In a regulatory filing, GVC announced that it sold Headlong Limited to Ropso Malta Ltd., a company backed by investors who run the operation’s IT, for €150 million ($174.9 million).
Headlong accounts for 9 percent of GVC’s net gaming revenues. The Turkish-facing company and its associated business had gross assets of €21 million ($24.47 million) as of December 31, 2016 while its estimated earnings before interest, tax, depreciation, and amortization totalled €35 million ($40.77 million).
Both GVC and Ropso Malta agreed that the payment will be payable on a monthly basis and in a span of five years. They also agreed that transitional service arrangements will take place for no longer than six months following the completion.
With the disposal of Headlong, GVC’s revenue from “grey” markets will fall to around 25 percent.
“The decision to sell Headlong and associated businesses has been taken against a backdrop where, in an increasingly maturing and regulating online gaming world, the Board has concluded it is now appropriate for GVC to further increase its focus on regulated markets,” GVC said in a statement. “In addition, the Board believes that the Disposal will increase the attractiveness of the Group to investors and potential consolidation partners.”

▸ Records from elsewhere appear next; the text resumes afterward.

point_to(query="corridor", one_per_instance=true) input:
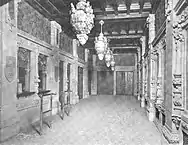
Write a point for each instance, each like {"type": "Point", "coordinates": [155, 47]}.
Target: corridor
{"type": "Point", "coordinates": [98, 120]}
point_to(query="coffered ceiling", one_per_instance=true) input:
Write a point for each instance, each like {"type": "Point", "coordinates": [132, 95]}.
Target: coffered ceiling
{"type": "Point", "coordinates": [124, 20]}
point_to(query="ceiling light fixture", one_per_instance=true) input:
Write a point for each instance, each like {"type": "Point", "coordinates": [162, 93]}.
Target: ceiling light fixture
{"type": "Point", "coordinates": [82, 19]}
{"type": "Point", "coordinates": [101, 43]}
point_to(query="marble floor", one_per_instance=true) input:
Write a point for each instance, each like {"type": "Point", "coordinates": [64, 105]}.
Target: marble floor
{"type": "Point", "coordinates": [98, 120]}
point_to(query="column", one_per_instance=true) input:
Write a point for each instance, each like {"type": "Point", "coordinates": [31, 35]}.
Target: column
{"type": "Point", "coordinates": [114, 92]}
{"type": "Point", "coordinates": [159, 98]}
{"type": "Point", "coordinates": [9, 118]}
{"type": "Point", "coordinates": [85, 75]}
{"type": "Point", "coordinates": [150, 107]}
{"type": "Point", "coordinates": [135, 76]}
{"type": "Point", "coordinates": [65, 75]}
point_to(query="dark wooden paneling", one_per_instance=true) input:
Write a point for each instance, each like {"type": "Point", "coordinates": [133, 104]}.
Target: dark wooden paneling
{"type": "Point", "coordinates": [105, 82]}
{"type": "Point", "coordinates": [124, 83]}
{"type": "Point", "coordinates": [61, 76]}
{"type": "Point", "coordinates": [32, 22]}
{"type": "Point", "coordinates": [81, 52]}
{"type": "Point", "coordinates": [120, 83]}
{"type": "Point", "coordinates": [66, 43]}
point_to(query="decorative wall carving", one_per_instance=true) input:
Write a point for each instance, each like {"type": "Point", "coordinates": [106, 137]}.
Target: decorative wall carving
{"type": "Point", "coordinates": [10, 68]}
{"type": "Point", "coordinates": [168, 9]}
{"type": "Point", "coordinates": [32, 22]}
{"type": "Point", "coordinates": [42, 60]}
{"type": "Point", "coordinates": [81, 52]}
{"type": "Point", "coordinates": [23, 57]}
{"type": "Point", "coordinates": [66, 43]}
{"type": "Point", "coordinates": [55, 56]}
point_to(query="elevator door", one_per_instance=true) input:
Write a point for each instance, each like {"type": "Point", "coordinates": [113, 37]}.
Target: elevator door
{"type": "Point", "coordinates": [80, 82]}
{"type": "Point", "coordinates": [60, 76]}
{"type": "Point", "coordinates": [105, 82]}
{"type": "Point", "coordinates": [124, 83]}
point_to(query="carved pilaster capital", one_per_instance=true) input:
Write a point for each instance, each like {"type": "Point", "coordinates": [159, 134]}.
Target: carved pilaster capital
{"type": "Point", "coordinates": [150, 20]}
{"type": "Point", "coordinates": [176, 120]}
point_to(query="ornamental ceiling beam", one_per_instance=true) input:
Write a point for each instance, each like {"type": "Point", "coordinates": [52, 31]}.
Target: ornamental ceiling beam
{"type": "Point", "coordinates": [120, 36]}
{"type": "Point", "coordinates": [39, 7]}
{"type": "Point", "coordinates": [122, 16]}
{"type": "Point", "coordinates": [120, 47]}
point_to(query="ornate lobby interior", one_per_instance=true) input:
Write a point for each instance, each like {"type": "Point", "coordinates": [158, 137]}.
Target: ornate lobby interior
{"type": "Point", "coordinates": [98, 60]}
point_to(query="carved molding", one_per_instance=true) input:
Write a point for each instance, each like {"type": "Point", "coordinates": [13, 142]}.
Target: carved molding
{"type": "Point", "coordinates": [184, 126]}
{"type": "Point", "coordinates": [182, 21]}
{"type": "Point", "coordinates": [171, 138]}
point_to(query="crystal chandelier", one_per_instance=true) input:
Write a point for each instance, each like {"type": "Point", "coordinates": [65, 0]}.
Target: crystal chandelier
{"type": "Point", "coordinates": [82, 19]}
{"type": "Point", "coordinates": [101, 43]}
{"type": "Point", "coordinates": [108, 57]}
{"type": "Point", "coordinates": [112, 63]}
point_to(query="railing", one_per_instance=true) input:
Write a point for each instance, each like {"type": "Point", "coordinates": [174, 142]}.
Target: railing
{"type": "Point", "coordinates": [43, 94]}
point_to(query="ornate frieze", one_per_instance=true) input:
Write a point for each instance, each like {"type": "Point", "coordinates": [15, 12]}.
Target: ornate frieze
{"type": "Point", "coordinates": [168, 9]}
{"type": "Point", "coordinates": [182, 21]}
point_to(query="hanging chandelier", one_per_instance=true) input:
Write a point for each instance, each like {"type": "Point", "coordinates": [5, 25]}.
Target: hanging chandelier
{"type": "Point", "coordinates": [101, 43]}
{"type": "Point", "coordinates": [82, 19]}
{"type": "Point", "coordinates": [108, 57]}
{"type": "Point", "coordinates": [112, 62]}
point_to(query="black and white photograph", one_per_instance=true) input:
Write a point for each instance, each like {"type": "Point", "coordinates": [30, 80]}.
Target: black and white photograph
{"type": "Point", "coordinates": [93, 72]}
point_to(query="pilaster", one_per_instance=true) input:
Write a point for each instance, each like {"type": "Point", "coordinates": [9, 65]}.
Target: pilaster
{"type": "Point", "coordinates": [114, 92]}
{"type": "Point", "coordinates": [85, 75]}
{"type": "Point", "coordinates": [151, 69]}
{"type": "Point", "coordinates": [9, 119]}
{"type": "Point", "coordinates": [94, 77]}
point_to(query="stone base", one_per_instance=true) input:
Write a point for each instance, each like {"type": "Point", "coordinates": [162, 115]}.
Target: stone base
{"type": "Point", "coordinates": [151, 114]}
{"type": "Point", "coordinates": [172, 138]}
{"type": "Point", "coordinates": [138, 96]}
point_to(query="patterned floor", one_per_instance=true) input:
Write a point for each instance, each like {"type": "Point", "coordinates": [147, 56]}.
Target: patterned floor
{"type": "Point", "coordinates": [98, 120]}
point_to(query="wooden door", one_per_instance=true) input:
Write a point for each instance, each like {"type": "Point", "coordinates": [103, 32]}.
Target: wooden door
{"type": "Point", "coordinates": [120, 83]}
{"type": "Point", "coordinates": [124, 83]}
{"type": "Point", "coordinates": [60, 76]}
{"type": "Point", "coordinates": [80, 82]}
{"type": "Point", "coordinates": [68, 76]}
{"type": "Point", "coordinates": [105, 82]}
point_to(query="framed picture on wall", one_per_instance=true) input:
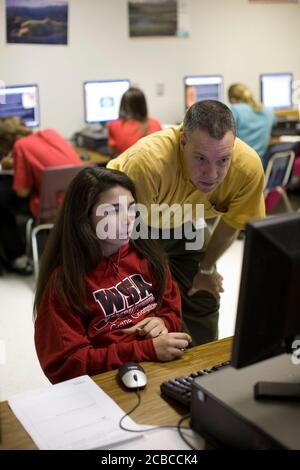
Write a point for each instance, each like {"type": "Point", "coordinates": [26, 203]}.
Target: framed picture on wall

The sale of Headlong, however, has revived rumors that GVC is attempting to acquire Ladbrokes for the third time since last year, according to The Evening Standard.
One of the contentious issues that both GVC and Ladbrokes are reportedly trying to iron out is the former’s businesses in unregulated markets like Turkey. Though profitable, unregulated markets are unstable and subject to sudden clampdowns.
Ladbrokes is basically telling GVC that if the company wants a marriage, then the former has to say bye-bye to unregulated markets.